Red Hat Bugzilla – Bug 65350
rsync process grows without bound, hoses machine
Last modified: 2014-08-31 19:24:09 EDT
I'm using rsync-2.5.4-2.
Because of a buggy old version of /etc/profile.d/lang.csh on one of my machines,
coupled with some commented out lines in /etc/sysconfig/i18n, coupled with the
fact that I use /bin/tcsh as my log in shell, every time I log into this
particular machine, I see a list of my entire argument (i.e., my shell runs the
command "setenv" as part of my login sequence).
All of this is relevant to rsync because rsync requires a "clean" connection
when you use "rsync -e ssh", i.e., it can't cope with garbage on the line such
as the output of "setenv". So, when I tried to rsync to copy files from this
machine using "rsync -e ssh", I saw this:
protocol version mismatch - is your shell clean?
(see the rsync man page for an explanation)
rsync error: protocol incompatibility (code 2) at compat.c(58)
Received signal 10. (no core)
The problem is that after I got this message on the client, the rsync process on
the server *continued to run*, consuming more and more memory and hosing the
machine (the load average got above 45 before somebody rebooted the machine
because they didn't realize they could solve the problem simply by killing the
I think I've provided enough information for you to be able to duplicate the
problem; if not, please let me know and I'll debug it further here.

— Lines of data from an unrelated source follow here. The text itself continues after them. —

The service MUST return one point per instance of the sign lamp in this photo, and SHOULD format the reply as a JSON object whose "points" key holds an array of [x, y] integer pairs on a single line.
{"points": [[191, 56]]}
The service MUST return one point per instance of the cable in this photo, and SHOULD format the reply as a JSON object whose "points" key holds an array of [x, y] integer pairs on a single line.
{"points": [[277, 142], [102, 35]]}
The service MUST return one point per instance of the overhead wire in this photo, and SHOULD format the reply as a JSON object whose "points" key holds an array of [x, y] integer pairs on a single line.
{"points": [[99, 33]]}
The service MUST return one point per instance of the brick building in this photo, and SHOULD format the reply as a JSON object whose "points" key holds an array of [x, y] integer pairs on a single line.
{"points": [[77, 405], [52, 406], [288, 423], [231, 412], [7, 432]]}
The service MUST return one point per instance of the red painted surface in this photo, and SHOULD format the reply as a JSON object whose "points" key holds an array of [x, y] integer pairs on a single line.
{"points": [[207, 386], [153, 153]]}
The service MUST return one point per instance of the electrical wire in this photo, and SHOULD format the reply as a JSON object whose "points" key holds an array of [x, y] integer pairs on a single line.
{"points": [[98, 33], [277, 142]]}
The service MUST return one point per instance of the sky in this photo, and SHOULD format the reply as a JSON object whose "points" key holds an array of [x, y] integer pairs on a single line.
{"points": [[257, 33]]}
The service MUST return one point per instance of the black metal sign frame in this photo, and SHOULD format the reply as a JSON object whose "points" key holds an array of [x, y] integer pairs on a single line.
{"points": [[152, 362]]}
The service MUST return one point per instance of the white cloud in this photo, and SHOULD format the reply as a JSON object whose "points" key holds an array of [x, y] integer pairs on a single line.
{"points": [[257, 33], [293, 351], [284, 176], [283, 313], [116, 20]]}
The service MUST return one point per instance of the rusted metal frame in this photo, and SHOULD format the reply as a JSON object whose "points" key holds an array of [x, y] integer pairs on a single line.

I've upped the severity on this. It's even worse than I thought. The scenario
I described earlier is bad, but there's an even worse one -- if you start "rsync
-e ssh" to a remote machine and then ctrl-c it, the rsync server process will
keep running on the remote machine and exhibit the hosing behavior I described
previously. Certainly, it's not unheard of to ctrl-c an rsync command, so I
think this needs to be fixed.
Incidentally, the version of ssh I'm using is from ssh.com, not from openssh.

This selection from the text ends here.